Und welche Reifn könnt ihr mir da empfehlen???Ich kauf mir evtl die Schwalbe crazy Bob*no irgendwas mit a bizzle Profil!!Oder gibts da besseres???(müsste halt über La Finca vertrieben werden!)
THX für eure Hilfe 
greez 
da K3KZ


----------



## D-StreeT (6. März 2007)

Du willst dir also ein leichtes Bike kaufen und schwere Reifen aufziehen?? Nee lass ma die Finger von den Bobs


----------



## BruteX23 (6. März 2007)

Allroundreifen, da nimmste die von Flybikes.
Street/Park, da is KHE halt mal mit superbem Gewicht am Start.

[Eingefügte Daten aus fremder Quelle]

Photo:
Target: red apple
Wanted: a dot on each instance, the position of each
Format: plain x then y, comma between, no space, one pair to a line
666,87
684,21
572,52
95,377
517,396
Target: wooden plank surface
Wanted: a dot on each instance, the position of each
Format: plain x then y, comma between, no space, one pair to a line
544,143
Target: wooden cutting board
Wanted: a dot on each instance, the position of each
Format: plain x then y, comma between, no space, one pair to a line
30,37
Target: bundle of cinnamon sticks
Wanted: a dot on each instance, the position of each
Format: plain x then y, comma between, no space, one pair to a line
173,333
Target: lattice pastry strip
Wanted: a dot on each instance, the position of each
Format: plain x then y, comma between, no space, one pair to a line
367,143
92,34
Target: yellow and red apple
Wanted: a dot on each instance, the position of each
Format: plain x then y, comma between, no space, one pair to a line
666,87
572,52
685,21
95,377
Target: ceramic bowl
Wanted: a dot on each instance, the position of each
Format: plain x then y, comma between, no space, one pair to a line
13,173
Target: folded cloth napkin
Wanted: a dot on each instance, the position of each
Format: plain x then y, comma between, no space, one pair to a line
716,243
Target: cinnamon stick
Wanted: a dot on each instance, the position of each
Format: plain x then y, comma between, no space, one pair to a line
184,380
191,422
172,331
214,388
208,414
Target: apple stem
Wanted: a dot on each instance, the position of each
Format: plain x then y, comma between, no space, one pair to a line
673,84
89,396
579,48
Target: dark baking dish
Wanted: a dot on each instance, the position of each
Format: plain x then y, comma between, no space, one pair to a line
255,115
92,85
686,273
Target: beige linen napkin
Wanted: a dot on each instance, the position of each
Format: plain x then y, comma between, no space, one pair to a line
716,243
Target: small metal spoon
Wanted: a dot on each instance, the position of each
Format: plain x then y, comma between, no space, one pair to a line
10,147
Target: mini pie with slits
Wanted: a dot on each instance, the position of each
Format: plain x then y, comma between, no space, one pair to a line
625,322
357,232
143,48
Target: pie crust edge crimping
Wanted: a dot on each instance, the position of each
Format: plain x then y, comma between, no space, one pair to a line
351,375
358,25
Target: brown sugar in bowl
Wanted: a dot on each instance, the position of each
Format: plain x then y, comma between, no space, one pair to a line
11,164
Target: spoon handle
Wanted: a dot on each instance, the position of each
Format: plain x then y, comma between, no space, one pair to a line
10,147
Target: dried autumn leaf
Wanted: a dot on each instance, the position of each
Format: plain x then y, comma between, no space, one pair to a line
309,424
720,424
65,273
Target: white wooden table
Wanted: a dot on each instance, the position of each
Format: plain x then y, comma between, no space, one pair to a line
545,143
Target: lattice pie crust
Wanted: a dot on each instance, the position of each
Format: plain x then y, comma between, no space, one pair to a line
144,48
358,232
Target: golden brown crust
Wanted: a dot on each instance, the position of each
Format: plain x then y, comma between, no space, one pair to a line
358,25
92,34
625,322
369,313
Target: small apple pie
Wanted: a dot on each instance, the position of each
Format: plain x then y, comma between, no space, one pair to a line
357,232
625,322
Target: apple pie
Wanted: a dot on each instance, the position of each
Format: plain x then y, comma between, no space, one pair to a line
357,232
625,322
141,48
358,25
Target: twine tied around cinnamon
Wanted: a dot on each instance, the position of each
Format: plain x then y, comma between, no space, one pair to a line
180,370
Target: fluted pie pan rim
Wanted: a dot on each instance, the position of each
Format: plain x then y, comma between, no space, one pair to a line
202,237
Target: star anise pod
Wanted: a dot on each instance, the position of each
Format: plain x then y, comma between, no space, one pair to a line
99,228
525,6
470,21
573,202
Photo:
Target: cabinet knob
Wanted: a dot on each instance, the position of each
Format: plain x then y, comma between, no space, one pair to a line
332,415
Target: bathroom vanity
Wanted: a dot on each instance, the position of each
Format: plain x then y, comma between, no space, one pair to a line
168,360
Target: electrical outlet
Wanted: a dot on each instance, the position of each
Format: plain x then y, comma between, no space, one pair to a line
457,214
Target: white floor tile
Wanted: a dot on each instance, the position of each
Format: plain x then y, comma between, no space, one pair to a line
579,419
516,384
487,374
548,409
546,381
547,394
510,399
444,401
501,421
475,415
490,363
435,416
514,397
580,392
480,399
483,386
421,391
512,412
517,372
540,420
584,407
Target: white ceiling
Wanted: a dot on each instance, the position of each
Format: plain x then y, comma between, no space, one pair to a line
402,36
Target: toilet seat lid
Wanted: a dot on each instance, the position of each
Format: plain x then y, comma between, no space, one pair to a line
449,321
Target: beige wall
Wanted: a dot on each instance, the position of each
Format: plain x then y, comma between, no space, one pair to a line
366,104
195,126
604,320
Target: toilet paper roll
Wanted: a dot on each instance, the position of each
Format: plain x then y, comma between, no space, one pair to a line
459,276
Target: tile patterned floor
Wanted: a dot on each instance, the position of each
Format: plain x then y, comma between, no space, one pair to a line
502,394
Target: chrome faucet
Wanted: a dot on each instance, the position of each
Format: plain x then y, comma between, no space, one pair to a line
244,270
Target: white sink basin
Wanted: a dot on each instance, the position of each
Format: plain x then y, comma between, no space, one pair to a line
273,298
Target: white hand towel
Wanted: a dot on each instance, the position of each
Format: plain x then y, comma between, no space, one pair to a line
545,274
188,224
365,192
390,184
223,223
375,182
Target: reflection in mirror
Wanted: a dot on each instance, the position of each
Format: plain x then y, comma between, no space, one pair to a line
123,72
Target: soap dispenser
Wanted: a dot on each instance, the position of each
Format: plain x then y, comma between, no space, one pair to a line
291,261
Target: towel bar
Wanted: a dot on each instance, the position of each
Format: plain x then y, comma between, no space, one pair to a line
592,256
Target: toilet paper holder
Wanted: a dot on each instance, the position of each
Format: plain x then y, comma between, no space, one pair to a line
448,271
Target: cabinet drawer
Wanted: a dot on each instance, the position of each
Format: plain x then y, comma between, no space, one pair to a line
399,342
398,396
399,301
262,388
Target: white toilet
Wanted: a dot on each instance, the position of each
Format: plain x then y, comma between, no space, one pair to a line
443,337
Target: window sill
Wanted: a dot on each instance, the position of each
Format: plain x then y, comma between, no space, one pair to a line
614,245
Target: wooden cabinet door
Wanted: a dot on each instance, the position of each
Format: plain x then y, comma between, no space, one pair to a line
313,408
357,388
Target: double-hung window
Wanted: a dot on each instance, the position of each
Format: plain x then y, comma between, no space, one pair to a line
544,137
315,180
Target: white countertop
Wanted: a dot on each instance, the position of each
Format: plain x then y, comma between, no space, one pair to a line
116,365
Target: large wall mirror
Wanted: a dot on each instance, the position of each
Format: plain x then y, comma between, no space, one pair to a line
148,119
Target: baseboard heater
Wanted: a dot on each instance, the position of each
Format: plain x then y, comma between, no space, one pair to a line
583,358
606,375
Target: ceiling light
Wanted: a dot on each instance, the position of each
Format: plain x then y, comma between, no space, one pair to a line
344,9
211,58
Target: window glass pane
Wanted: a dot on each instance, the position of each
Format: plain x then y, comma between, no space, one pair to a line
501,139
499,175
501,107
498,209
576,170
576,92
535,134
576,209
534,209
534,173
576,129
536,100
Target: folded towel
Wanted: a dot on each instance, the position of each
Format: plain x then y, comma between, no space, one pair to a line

4Sesions Komplettrad geht voll in Ordnung, endlich mal leute, die gleich mit was Gescheitem anfangen.


----------



## K3KZ (7. März 2007)

Des gibts aba beides net bei La Finca!!!!!(die bobs zwar au net,aba die hat mein dealer hald und ich würdse evtl. zum halben Preis kriegen! )
Also,was gäbs für Alternativen?????
greez+thx Michi


----------



## MTB-News.de




----------



## BruteX23 (7. März 2007)

Die Federal Tires sind tolle Allroundreifen, hab die selber und haben super grip und halten lange und so. Aber sind halt bisschen schwer. Ähnlich schwer, aber reine Streetreifen, sind die Animal. Beides gibts auf jeden bei la Finca.
Primo v-Monster is auch gut und leichter, ka obs das bei lafinca gibt.

EDIT: die schlechtesten Reifen kommen im gegensatz zum MTB-Bereich von Schwalbe.


----------



## K3KZ (7. März 2007)

Hm......."offiziell" sind die Primo Dirtmonster vorne und die Primo V-Monster hinten drauf!!!!!!Aber bei meim Radhändler sehn beide i-wie gleich aus 
Naja.....ich kaufs mir morgn oder so und dann gehts ab 
Also,noma thx für eure Hilfe! 
greez Michi


----------



## Bernie123456789 (11. März 2007)

weiss jemand was das eastern ace of spades atom wiegt? bei der eastern homepage steht dummerweise nix

edit: oh doch habs nur übersehn^^ (27,25lbs)


----------